Suppose $f:\Bbb{R}^n \to \Bbb{R}$ be a bounded function such that for any $x\in \Bbb{R}^n$ the following property holds $$f(x) = \frac{1}{m(B(x,r))}\int_{B(x, r)}f(t) ~\mathrm{d}m(t)$$ for all $r<1$. Does it imply that $f$ is constant?
Without that restriction $r<1$, the answer is yes. In that case we could have proceed as shown in the following proof (screenshot attached). But in that proof we actually requires that $r$ can be arbitrarily large which is not possible under the condition $r<1$.
Is it possible to find a counter example to the above problem. Thanks.
There is no counterexample: that function is harmonic.
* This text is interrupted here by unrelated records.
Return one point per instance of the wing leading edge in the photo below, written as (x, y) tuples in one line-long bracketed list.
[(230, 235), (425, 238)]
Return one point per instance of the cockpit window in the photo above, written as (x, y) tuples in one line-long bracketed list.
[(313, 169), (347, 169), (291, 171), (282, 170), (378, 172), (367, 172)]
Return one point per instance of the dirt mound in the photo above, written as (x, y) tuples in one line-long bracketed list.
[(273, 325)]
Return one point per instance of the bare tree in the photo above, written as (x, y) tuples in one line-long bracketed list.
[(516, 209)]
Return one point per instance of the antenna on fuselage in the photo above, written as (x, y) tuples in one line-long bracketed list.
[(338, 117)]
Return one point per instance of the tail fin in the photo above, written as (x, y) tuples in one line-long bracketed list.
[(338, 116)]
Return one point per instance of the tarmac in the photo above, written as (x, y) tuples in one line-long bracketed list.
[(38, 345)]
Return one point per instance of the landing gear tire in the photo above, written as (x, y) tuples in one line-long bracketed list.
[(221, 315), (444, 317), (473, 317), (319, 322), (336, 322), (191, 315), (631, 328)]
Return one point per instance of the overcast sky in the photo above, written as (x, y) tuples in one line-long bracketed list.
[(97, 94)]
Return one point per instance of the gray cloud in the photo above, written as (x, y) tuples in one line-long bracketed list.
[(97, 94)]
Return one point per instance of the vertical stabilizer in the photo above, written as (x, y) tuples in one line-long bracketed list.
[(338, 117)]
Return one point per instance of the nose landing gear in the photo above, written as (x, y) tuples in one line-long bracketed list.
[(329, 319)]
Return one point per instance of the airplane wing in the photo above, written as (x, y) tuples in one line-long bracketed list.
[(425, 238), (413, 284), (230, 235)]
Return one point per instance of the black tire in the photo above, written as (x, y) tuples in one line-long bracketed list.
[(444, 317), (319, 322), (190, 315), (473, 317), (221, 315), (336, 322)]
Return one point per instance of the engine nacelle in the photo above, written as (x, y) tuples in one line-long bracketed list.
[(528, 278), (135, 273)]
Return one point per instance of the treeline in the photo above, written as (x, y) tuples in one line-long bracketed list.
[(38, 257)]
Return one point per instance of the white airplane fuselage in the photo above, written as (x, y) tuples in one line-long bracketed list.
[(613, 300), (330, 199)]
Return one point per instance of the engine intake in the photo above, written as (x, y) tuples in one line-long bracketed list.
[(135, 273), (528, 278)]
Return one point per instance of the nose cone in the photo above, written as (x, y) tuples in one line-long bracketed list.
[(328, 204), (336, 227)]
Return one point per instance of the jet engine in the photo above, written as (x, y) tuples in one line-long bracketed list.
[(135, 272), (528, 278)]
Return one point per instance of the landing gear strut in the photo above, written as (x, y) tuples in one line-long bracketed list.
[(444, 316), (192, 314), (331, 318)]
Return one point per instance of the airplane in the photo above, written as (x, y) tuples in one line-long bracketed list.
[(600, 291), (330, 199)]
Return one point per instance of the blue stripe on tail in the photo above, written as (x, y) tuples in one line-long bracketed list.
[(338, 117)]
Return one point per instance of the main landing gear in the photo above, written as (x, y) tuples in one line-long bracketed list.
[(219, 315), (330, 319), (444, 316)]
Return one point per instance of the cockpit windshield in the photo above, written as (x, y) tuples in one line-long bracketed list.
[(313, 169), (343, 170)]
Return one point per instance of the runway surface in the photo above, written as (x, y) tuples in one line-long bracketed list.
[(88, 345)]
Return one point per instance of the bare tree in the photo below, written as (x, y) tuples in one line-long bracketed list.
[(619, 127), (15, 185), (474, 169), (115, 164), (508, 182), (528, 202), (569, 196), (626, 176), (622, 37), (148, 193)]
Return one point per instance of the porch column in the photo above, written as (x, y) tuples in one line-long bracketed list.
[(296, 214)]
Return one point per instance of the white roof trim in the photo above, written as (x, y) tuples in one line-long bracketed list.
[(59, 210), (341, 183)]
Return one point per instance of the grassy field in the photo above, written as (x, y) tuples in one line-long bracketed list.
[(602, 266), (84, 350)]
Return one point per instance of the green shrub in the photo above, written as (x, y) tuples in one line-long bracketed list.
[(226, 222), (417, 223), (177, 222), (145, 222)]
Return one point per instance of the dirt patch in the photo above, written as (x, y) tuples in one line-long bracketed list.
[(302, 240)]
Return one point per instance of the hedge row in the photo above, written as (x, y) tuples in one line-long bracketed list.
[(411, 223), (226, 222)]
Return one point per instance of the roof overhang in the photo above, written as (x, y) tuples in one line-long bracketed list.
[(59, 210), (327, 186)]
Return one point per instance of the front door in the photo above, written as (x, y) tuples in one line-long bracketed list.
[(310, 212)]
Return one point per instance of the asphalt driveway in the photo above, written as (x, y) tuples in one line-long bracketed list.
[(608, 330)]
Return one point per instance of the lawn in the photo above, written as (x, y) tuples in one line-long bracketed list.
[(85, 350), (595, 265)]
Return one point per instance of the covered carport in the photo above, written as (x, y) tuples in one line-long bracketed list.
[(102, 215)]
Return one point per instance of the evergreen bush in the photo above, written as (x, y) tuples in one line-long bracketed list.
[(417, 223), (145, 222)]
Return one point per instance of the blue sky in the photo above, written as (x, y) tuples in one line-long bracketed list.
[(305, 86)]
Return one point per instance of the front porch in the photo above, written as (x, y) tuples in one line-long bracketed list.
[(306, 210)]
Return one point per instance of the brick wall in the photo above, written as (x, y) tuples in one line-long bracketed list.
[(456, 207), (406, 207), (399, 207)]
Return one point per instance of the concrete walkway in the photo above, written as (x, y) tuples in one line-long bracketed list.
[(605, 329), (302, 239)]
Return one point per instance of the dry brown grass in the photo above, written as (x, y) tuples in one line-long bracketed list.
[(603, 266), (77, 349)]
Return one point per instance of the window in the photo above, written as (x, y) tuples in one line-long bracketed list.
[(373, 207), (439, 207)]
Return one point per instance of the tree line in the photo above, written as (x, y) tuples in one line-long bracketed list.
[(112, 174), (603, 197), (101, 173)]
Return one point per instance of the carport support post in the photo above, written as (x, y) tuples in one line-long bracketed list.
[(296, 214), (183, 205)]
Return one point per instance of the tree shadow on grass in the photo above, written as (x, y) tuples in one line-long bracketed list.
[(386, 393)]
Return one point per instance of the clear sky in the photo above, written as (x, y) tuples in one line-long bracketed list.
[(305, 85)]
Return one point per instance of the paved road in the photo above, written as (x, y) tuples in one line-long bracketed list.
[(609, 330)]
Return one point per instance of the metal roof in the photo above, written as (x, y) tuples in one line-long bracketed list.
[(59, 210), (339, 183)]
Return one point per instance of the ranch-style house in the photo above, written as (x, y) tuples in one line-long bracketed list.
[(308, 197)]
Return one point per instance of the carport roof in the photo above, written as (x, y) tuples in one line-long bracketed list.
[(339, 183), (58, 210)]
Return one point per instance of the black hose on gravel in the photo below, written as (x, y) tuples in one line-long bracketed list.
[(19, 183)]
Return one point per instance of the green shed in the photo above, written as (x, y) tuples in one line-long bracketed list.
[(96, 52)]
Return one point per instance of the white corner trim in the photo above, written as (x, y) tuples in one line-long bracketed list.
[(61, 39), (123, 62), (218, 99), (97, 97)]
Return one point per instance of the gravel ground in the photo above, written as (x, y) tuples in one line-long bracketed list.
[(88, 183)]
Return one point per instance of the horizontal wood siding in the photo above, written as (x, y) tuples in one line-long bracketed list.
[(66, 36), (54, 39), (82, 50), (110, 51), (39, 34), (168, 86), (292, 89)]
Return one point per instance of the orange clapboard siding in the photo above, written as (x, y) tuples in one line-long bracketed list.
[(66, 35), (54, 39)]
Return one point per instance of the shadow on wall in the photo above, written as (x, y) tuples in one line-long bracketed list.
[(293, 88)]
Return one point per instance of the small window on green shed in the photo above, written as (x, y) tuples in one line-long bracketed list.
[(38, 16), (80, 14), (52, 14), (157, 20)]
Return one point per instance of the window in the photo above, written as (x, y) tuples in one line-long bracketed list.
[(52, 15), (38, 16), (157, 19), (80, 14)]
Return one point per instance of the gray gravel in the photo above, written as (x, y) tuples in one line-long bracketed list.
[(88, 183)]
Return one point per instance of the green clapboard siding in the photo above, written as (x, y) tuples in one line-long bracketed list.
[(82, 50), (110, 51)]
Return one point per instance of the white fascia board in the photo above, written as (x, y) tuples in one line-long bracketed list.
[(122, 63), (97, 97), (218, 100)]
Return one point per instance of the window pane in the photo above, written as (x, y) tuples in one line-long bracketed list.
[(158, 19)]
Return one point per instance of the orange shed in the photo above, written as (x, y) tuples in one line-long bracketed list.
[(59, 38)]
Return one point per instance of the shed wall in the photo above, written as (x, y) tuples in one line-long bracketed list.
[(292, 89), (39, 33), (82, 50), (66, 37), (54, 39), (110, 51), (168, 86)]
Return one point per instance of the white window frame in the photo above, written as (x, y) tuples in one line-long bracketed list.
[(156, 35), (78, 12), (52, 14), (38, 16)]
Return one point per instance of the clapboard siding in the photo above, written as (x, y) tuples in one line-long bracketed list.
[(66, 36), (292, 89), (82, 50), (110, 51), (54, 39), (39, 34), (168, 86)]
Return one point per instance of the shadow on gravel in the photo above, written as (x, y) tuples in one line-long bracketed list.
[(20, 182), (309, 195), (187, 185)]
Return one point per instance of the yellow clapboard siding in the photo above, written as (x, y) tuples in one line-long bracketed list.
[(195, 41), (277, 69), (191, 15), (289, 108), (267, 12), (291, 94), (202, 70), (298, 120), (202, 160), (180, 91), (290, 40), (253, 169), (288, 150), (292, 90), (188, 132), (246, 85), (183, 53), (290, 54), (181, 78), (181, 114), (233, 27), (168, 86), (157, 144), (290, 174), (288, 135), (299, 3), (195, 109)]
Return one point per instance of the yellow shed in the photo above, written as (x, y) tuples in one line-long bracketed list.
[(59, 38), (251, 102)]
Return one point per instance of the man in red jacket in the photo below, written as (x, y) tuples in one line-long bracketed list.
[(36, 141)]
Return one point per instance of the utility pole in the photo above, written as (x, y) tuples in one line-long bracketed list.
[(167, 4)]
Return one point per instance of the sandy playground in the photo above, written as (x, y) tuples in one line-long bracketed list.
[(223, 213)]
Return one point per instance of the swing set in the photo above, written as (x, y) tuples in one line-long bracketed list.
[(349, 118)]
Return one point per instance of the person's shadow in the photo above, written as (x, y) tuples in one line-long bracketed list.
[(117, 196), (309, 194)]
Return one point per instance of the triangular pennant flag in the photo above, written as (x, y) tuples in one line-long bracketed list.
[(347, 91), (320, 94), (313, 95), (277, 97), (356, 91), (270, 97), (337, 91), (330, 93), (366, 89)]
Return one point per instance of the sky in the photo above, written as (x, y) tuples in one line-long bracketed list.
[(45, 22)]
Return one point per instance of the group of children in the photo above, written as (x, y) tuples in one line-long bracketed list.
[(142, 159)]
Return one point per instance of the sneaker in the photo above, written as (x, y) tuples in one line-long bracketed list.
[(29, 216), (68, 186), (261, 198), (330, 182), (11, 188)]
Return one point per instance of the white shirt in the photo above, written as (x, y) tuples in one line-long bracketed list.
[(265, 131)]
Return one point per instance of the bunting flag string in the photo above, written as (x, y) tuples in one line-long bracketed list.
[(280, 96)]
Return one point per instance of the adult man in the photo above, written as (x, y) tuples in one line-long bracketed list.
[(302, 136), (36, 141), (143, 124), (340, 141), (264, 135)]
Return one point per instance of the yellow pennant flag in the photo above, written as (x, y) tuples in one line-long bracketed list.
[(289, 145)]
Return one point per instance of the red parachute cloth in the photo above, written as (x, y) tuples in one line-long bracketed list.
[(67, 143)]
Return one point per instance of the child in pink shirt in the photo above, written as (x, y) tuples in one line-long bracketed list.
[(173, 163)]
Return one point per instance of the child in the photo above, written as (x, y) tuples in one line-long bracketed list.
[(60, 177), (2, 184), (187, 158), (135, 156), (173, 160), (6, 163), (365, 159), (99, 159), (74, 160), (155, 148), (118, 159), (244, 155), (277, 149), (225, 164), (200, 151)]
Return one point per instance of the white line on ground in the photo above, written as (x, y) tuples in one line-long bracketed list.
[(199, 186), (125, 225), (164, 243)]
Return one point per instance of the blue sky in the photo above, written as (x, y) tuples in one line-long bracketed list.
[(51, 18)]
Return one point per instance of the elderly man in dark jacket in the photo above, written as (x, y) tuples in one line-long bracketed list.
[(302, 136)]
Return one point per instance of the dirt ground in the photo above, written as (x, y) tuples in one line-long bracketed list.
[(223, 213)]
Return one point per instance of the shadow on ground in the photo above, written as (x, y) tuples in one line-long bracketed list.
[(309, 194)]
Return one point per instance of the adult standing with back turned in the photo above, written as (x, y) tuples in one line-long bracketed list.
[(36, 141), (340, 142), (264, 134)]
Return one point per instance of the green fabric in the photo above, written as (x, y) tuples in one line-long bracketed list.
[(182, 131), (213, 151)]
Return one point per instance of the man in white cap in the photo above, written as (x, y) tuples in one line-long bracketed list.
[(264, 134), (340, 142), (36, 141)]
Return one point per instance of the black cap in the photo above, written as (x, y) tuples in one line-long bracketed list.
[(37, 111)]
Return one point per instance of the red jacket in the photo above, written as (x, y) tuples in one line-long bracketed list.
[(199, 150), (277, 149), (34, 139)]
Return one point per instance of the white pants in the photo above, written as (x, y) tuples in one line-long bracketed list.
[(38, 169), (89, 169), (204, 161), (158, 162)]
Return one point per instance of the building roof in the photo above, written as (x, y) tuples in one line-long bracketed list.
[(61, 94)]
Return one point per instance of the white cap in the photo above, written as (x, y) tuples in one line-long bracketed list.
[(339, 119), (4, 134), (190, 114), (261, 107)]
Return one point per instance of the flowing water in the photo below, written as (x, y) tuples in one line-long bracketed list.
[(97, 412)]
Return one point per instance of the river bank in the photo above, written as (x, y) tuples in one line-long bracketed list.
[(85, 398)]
The following works smoothly (pun intended) if $f$ is $\mathcal{C}^2$, but could be adapted to lesser regularity classes, by interpreting the Laplacian in a distributional sense.
There is probably a more direct way, however, fix $x\in\mathbb R^n$ and define $$F(r)=\frac{1}{m(B(x,r))}\int_{B(x,r)}f(t)dm(t)\;,$$ for $r<1$.
Let $m(r)=m(B(x,r))$, then $m'(r)=nm(r)/r$.
Writing the integral in spherical coordinates, you can easily compute the derivative $F'(r)$, obtaining $$F'(r)=\frac{1}{m(r)}\int_{S(x,r)}f(t)d\sigma(t) - \frac{n/r}{m(r)}\int_{B(x,r)}f(t)dm(t)$$ where $\sigma$ is the $n-1$-dimensional measure on $S(x,r)=\{y\in\mathbb R^n\ :\ \|y-x\|=r\}$.
Note that $\sigma(S(x,r))=m'(r)$.
Now, $F(r)$ is constant for $r<1$, so $F'(r)$ should vanish, which implies $$\frac{1}{m(r)}\int_{B(x,r)}f(t)dm(t)=\frac{1}{m'(r)}\int_{S(x,r)}f(t)d\sigma(t)\;.$$
Therefore, it also holds, for $r<1$, that $$f(x)=\frac{1}{\sigma(S(x,r))}\int_{S(x,r)}f(t)d\sigma(t)\;.$$
Now, repeat the trick: define $$G(r)=\frac{1}{\sigma(S(x,r))}\int_{S(x,r)}f(t)d\sigma(t)$$ which is constant for $r<1$ and whose derivative in $r$ is (thanks to the first Green's identity) $$c_r\int_{B(x,r)}\Delta f(t)dm(t)\;.$$ This derivative should vanish identically for $r<1$.
Now, if $\Delta f(x)>0$, then it will be positive in a small ball centered in $x$, and for that ball the previous integral will not vanish, which is a contradiction (same reasoning if $\Delta f(x)<0$). Therefore, $\Delta f(x)=0$; as $x$ was arbitrary, you have your result.
More generally if the mvp holds (ball or sphere version) for a sequence of radii converging to $0$ (and arbitrary center), then the function is harmonic.